Below, I am able to group them using the description:

{

    {
        "$group": {
            "_id": {
                "description": "$description"
            },
            "count": {
                "$sum": 1
            },
            "_id": {
                "$addToSet": "$_id"
            }
        }
    },
    {
        "$match": {
            "count": {
                "$gte": 3
            }
        }
    }

}

Is there a way to include all the amounts in the group (_ids: 101, 102, and 103 plus 105,106,107) even if they have a small difference, but exclude the bonus amount, which in the sample above is _id 104?

I don't believe it could be done in a group stage, but is there something that could be done at a later stage that could group _ids 101, 102 and 103 together and exclude _id 104. Basically, I want MongoDB to ignore the small differences in 101, 102, 103 and group them together since the are paychecks coming from the same employer.

I have been working with $stdDevPop, but can't get a solid formula down.

I am looking for a simple array output of just the _ids.

{ "result": [ "101", "102", "103", "105", "106", "107" ] }

2
You can group by doing some math on the "amount", i.e round out to 1000's and $push the matching _id values to an array. However, presently your "amount" values are "strings". So you either fix that data by converting to a numeric value or live with the JavaScript evaluation of mapReduce. The aggregation framework operators cannot cast a string to numeric. But JavaScript can. Still, you "should" really fix your data. - Neil Lunn
Values are numeric. Mistakenly shown as strings. - Pablo.K
@NeilLunn Thanks. I used the $trunc and then grouped by description and that truncated value and it is doing what I want it to do. - Pablo.K
Actually was just finishing writing up an answer as you typed that. - Neil Lunn

2 Answers

0
votes
db.yourDBNameHere.aggregate( [
  { $match: { "amount" : { $lt : 5000 } } },
  { $project: { _id: 1 } },
])

that will grab the ID only of every transaction less than 5000$.

0
votes

You can do this by doing some math on the "amount" to round it down to the nearest 1000 and use that as the grouping _id:

db.collection.aggregate([
  { "$group": {
      "_id": {
        "$subtract": [
           { "$trunc": "$amount" },
           { "$mod": [
             { "$trunc": "$amount" }, 
             1000
           ]}
         ]
      },
      "results": { "$push": "$_id" }
  }},
  { "$redact": {
    "$cond": {
      "if": { "$gt": [ { "$size": "$results" }, 1 ] },
      "then": "$$KEEP",
      "else": "$$PRUNE"
    }
  }},
  { "$unwind": "$results" },
  { "$group": {
    "_id": null,
    "results": { "$push": "$results" }
  }}
])

If your MongoDB is older than 3.2 then you would just need to use a long form with $mod of what $trunc is doing.

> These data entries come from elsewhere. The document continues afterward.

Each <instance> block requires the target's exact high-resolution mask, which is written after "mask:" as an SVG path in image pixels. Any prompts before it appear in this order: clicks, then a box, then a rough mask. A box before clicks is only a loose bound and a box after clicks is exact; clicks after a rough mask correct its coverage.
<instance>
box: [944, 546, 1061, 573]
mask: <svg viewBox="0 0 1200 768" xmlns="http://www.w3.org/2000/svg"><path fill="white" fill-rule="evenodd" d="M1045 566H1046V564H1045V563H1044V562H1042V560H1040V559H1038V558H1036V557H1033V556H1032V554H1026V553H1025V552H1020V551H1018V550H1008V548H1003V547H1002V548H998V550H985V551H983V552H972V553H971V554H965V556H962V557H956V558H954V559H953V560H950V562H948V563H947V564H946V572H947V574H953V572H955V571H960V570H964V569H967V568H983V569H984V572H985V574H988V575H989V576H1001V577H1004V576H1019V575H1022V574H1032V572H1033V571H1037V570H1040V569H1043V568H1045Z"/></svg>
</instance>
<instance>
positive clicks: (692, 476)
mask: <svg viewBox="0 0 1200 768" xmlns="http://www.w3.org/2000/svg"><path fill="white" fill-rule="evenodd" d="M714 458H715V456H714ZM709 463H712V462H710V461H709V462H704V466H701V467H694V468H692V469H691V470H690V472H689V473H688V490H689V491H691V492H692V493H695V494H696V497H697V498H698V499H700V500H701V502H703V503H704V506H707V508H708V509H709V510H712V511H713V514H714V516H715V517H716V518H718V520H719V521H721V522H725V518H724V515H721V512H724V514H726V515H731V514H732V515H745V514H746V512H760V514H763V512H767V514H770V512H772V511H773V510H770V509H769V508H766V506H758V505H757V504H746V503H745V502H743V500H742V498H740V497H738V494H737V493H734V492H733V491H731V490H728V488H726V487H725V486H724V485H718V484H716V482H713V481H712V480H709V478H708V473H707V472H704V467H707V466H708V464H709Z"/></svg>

And if your MongoDB is older than 2.6 then rather than $redact you would $match. So in the longer form this is:

db.collection.aggregate([
  { "$group": {
      "_id": {
        "$subtract": [
           { "$subtract": [
             "$amount",
             { "$mod": [ "$amount", 1 ] }
           ]},
           { "$mod": [
             { "$subtract": [
               "$amount",
               { "$mod": [ "$amount", 1 ] }
             ]},
             1000
           ]}
         ]
      },
      "results": { "$push": "$_id" },
      "count": { "$sum": 1 }
  }},
  { "$match": { "count": { "$gt": 1 } } },
  { "$unwind": "$results" },
  { "$group": {
    "_id": null,
    "results": { "$push": "$results" }
  }}
])

Either way the output is just the _id values whose amounts grouped to the boundaries with a count more than once.

{ "_id" : null, "results" : [ "105", "106", "107", "101", "102", "103" ] }

You could either add a $sort in there or live with sorting the result array in client code.